Localization of Arp2/3 complex in lamellipodia. (a–c and e–g) Fluorescence microscopy of Xenopus keratocyte (a–c) or fibroblast (e–g). Staining with p21 antibody (green) and TRITC-phalloidin (red) shows ARP2/3 complex highly enriched in lamellipodia. Boxed region in g is enlarged in insets; it shows several filopodia lacking and only one filopodium containing Arp2/3 complex. (d and h) Immuno-EM of lamellipodia of Xenopus keratocyte (d) or fibroblast (h) stained with p21 primary antibody and 10-nm gold-conjugated secondary antibody after glutaraldehyde fixation and SDS treatment of detergent-extracted cells.
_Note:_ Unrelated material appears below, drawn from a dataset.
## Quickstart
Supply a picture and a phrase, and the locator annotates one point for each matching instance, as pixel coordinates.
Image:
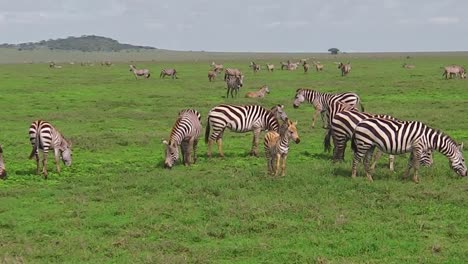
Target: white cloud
(444, 20)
Gold particles are highlighted in yellow. Bars: (a and e) 10 μm; (d and h) 0.1 μm.

Figure 8

Localization of XAC in Xenopus keratocytes. (a–e) Fluorescence microscopy of a whole cell (a–c) and the intensity profile (d) of the enlarged lamellipodium (e) from the boxed region in c, double stained with XAC antibody (green) and TRITC-phalloidin (red). XAC in lamellipodium is excluded from the narrow zone at the extreme leading edge. (f) Phase-contrast sequence of a locomoting cell; time is shown in min. (g–i) Immuno-EM with XAC antibody of the cell shown in f, which was lysed and processed at 8 min time point. (g) Cell overview. (h) Intermediate magnification of the boxed region from g showing distribution of gold particles (yellow) in lamellipodia. (i) High magnification of the boxed region from d showing leading edge. XAC is excluded from the extreme front of the lamellipodium (h and i). Bars: (a and f) 10 μm; (h) 10 μm.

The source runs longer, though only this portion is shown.